In This Section
Scaling Up: How MS-DAS Students Harness Supercomputing to Solve Big Problems
By Heidi Opdyke Email Heidi Opdyke
- Associate Dean of Marketing and Communications, MCS
- Email opdyke@andrew.cmu.edu
- Phone 412-268-9982
Rachel Tang wanted more than technical skills — she wanted a deeper way of thinking to tackle complex problems. Carnegie Mellon University’s Master of Science in Data Analytics for Science (MS-DAS) program gave her that and more, blending math, statistics and computer science with real-world collaboration and cutting-edge resources.
“The MS-DAS program blended all of the fields together.
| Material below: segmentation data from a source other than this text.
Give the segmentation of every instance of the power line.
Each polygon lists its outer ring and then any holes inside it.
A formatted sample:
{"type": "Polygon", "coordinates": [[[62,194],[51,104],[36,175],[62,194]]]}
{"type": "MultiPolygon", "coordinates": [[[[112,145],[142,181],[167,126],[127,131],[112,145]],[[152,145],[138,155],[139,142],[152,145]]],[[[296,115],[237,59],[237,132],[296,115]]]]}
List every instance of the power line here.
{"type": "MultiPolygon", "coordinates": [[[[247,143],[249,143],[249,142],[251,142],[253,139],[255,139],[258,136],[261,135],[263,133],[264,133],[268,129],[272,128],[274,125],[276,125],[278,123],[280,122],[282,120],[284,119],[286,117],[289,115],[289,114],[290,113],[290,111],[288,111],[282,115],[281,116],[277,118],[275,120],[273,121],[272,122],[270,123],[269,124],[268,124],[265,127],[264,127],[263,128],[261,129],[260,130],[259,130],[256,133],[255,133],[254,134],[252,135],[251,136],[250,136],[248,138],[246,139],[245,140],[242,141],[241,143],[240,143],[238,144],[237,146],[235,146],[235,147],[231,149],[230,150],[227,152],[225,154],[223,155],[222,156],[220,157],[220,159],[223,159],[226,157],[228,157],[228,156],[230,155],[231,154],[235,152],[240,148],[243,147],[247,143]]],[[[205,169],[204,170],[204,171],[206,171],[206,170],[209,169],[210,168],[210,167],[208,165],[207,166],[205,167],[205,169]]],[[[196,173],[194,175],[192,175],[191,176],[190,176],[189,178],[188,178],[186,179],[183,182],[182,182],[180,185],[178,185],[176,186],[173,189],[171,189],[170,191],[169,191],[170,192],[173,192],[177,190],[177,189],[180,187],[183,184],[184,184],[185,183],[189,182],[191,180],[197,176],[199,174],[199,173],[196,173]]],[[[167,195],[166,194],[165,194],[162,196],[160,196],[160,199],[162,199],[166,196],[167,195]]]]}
I learned so much, not only specific knowledge and techniques but also soft skills from professors and classmates,” said Tang, who graduated from Carnegie Mellon in 2024.
Students entering the MS-DAS program have the opportunity to work with one of the most powerful computing resources in the world — the Pittsburgh Supercomputing Center (PSC).
At the heart of this experience is a course taught by John Urbanic, distinguished service professor at PSC and a parallel computing scientist.
“The Large-Scale Computing in Data Science course pulls together content from the courses they take in the first semester and introduces concepts that they'll need to use immediately in the second semester,” Urbanic said. “The projects that we do in this course also give the students the opportunity to really work together.”
Tang said she took away three valuable insights from the class: how to approach problems, how to conduct research efficiently and how to think of the big picture.
“The large-scale computing course was very fun, and I learned many fantastic and exciting techniques with the projects,” said Tang, who majored in math and economics and minored in computer science at the University of Wisconsin–Madison.
Tang said what she gained went far beyond technical skills.
“Professor Urbanic didn’t just teach us tools,” she said. “Through the rhythm of assignments and projects, he taught us a way of thinking — how to break down problems from the top down, how to research efficiently in a rapidly changing AI landscape, and how to look at the overall trend of a field instead of getting stuck on a single detail.”
This mindset didn’t just help with the course projects — she said it continues to guide how she tackles complex problems at work, makes strategic decisions in her start-up projects and thinks about long-term direction in her career.
“These ways of thinking stay with you,” Tang said. “They shape how you solve real challenges and how you focus on doing the right things rather than just doing things right.”
The MS-DAS program is tailored for students from biology, physics, math, chemistry or related fields who want to build on their scientific expertise while mastering machine learning and advanced computational tools.
In the fall, students take courses related to foundational mathematics, statistics and programming skills necessary to understand the basics of computational modeling, analytical tools and machine learning.
“The theme of the entire MS-DAS program is that we're keeping the science in data science,” Urbanic said. “So in the large-scale computing course, some of our projects will be biology, or astrophysics, or cosmology, or chemistry. I rotate the projects across the sciences so they get a little flavor of as many as possible.”
For most students, this is their first time tackling problems that go far beyond what a laptop can handle. They work with massive, real-world data — that demand thousands of compute nodes and high-end GPUs.
This hands-on experience with high-performance computing (HPC) gives MS-DAS graduates a competitive edge. They leave the program not only fluent in SQL and big data technologies like Spark but also skilled in parallel computing — an area even many computer science graduates rarely touch.
With parallel computing, problems are broken down into smaller tasks that are solved simultaneously. For example, scientists will use parallel computing to simulate the climate, using tens of thousands of processors to to work on separate patches of the globe, and making an impossibly large problem possible.
As one of a handful of supercomputing centers in the United States, the PSC — a joint collaboration between the University of Pittsburgh and Carnegie Mellon — provides access to hardware that would otherwise be out of reach, enabling students to train deep learning models and run parallel computations that could take hours or even weeks.
“The fact that we have a supercomputing center in Pittsburgh is special, but the fact that we employ it in our program is singular. Students have access to it and it’s heavily embedded in their courses,” Urbanic said. “It is something we're super proud of. It enables them to do work on much larger and more interesting problems.”
During the spring, students apply those skills to industry-partnered capstones and electives. They also take on industry-grade problems, sometimes under non-disclosure agreements with Fortune 50 and Fortune 500 companies such as PNC and Bristol Myers Squibb or tech giants like Reddit. These projects often involve open-ended research questions, requiring creativity, persistence and serious computing power.
Tang’s capstone involved collaborating with Bristol Myers Squibb on a project focused on classifying protein images. The work required drawing on concepts from Urbanic’s course and a computer vision elective she took as part of the program, as well as independently learning a new model not covered in her coursework.
“The project pushed me to go beyond what we had learned — I had to self-teach an entirely new model,” Tang said. “But instead of feeling overwhelmed, I found myself drawing on the mindset I had gradually developed in Professor Urbanic’s course. That earlier training made it natural for me to take on open-ended industry challenges and build the skills I needed along the way.”